The researchers looked at data from 21 trials, involving more than 2,000 patients (many over the age of 65) to reach their conclusions.

Outrageous. What of the youngsters like me, a spring chicken of 60? And all the wannabe mamas who are stuggling to conceive? And the poor menopausal women who are being told it's just your age? That it can be written thus and purported as a useful piece of research is beyond shocking.

"So we beat on, boats against the current, borne back ceaselessly into the past.”

With research like this, what hope do we have?

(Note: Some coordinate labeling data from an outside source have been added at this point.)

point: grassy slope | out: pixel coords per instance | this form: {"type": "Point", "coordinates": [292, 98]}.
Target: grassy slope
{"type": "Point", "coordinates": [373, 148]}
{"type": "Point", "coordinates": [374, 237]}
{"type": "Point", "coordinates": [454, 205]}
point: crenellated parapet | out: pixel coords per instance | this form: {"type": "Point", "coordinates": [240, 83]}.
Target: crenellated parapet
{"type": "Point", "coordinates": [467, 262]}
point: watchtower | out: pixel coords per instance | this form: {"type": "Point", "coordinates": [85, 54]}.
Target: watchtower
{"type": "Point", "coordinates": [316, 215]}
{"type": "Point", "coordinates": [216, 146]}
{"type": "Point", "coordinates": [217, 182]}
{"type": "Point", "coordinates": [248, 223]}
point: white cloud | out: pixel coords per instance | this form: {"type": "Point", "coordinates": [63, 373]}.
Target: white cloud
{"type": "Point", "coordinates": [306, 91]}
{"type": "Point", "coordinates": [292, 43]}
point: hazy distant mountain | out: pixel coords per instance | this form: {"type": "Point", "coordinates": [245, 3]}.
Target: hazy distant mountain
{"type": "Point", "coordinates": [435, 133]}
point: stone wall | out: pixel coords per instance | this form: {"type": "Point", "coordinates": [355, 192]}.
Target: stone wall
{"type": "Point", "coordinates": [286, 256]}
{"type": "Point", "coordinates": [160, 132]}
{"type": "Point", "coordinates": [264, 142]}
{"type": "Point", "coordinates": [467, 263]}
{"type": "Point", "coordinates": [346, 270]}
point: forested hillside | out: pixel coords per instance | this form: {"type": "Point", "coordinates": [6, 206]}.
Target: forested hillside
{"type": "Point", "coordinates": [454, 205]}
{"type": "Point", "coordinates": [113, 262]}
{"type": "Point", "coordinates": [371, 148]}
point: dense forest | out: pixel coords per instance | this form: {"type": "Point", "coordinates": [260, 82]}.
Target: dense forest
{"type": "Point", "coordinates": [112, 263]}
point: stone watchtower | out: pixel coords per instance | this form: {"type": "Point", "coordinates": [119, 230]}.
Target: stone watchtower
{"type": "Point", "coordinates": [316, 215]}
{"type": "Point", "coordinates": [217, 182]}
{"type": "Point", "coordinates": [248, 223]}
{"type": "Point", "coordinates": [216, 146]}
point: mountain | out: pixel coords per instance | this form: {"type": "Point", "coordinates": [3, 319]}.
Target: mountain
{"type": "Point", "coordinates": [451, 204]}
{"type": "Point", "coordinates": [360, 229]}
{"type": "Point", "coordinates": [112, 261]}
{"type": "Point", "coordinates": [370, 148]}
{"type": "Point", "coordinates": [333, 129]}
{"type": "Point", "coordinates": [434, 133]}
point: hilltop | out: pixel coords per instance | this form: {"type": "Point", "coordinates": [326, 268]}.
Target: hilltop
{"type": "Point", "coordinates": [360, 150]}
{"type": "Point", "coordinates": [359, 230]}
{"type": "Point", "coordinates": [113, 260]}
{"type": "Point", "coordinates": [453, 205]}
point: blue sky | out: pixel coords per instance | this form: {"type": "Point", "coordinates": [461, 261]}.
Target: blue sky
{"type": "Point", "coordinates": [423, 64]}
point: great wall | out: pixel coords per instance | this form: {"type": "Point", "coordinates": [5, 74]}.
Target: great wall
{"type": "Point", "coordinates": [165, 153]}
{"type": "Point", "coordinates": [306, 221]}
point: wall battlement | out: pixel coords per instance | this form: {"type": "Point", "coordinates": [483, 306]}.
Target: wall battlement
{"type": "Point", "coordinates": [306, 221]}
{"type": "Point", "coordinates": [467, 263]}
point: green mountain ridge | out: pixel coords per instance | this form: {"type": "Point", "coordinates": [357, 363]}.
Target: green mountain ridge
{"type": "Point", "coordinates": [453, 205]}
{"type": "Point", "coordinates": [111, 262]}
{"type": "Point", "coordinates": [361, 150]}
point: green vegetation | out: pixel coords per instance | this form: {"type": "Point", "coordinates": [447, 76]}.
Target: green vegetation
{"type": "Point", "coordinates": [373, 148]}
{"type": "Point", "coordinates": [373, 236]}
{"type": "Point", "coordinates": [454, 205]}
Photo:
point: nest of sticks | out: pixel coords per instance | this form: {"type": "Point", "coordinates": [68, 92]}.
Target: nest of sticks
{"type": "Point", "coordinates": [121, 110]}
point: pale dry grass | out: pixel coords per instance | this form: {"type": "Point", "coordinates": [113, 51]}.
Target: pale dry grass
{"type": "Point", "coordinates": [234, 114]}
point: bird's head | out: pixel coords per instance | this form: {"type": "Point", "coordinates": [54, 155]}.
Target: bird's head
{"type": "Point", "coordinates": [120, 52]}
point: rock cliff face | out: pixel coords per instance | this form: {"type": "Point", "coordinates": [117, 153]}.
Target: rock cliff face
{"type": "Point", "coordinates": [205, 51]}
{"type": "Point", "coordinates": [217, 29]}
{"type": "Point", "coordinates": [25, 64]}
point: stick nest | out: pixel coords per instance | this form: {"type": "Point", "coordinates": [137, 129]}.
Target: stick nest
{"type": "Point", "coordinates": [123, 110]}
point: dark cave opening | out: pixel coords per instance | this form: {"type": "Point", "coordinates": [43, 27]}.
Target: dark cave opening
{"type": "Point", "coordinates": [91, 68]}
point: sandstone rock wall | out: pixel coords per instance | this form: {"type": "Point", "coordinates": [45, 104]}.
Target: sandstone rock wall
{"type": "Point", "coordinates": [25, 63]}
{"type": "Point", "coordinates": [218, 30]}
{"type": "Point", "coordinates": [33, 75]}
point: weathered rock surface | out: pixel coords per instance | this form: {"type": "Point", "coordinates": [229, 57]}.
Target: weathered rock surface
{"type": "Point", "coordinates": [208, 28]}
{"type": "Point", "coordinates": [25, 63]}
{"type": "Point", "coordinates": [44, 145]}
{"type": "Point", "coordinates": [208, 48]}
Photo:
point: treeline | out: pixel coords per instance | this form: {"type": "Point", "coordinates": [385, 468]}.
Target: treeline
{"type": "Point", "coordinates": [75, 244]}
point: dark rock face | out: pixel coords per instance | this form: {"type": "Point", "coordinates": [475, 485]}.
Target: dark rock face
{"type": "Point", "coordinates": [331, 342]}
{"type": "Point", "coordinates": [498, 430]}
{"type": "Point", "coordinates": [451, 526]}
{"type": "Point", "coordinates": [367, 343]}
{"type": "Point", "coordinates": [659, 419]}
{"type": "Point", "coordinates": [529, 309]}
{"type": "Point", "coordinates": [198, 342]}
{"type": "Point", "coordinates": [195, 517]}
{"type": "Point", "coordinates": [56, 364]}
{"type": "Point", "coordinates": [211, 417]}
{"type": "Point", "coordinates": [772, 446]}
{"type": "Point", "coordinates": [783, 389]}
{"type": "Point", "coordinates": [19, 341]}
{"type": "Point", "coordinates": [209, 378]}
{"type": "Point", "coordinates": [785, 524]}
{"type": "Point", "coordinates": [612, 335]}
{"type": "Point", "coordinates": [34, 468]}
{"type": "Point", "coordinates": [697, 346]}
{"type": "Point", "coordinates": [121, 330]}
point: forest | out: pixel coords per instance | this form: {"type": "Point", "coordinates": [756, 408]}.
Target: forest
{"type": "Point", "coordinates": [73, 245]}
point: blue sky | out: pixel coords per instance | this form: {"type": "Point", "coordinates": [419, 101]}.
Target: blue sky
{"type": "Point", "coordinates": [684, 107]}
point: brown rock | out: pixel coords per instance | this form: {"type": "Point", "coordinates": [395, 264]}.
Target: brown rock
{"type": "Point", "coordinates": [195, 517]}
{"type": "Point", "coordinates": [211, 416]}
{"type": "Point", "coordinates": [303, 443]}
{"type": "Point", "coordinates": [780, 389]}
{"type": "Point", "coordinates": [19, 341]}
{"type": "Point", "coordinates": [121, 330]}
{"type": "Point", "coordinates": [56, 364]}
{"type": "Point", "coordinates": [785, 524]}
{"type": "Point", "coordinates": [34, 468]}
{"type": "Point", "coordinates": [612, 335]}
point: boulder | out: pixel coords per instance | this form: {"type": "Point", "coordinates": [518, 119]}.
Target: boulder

Keep buggering on CSF. A pox on experts like this.

HollieBerry profile image
HollieBerry in reply toRapunzel

It’s a disgrace isn’t it. I got diagnosed post partum in 2013 and it never corrected itself, as often happens. My health has deteriorated ever since. I’m now 33 and had to give up my job in October due to being so ill all the time... whether it be physically or mentally.... and thats depressing in itself! 🤦🏼‍♀️ x

Rapunzel profile image
Rapunzel in reply toHollieBerry

I've had to think outside the box and do something very different to what I was doing when diagnosed. It affords me down time as and when and if I have to be busy, more likely than not it's for a couple of hours at a time. It's been hard work but I'm established now and loving every minute of sticking it to the man - I'm self employed and my boss often says, you're tired out...have an afternoon nap with my blessing!

I wish you joy in finding an alternative use for your skill set. I dread retirement - I'm worried I'll just seize up and die!

765nottyash profile image
765nottyash

I got struck off from my Docs for saying what I think, I've been buying Nature Thyroid for the last 11 years and basically looking after myself. Free is only good if it helps and the NHS are overload and don't have time for us, I feel so much better taking control.

HollieBerry profile image
HollieBerry in reply to765nottyash

This seems like the best way forward us doesn’t it. I’ve not heard of nature thyroid... has it worked well for you? x

765nottyash profile image
765nottyash in reply toHollieBerry

I tried Armour for awhile then they change it and it didn't seem to work as well, then I found Nature Thyroid it's cheaper and seems to work best for me, I buy it on line.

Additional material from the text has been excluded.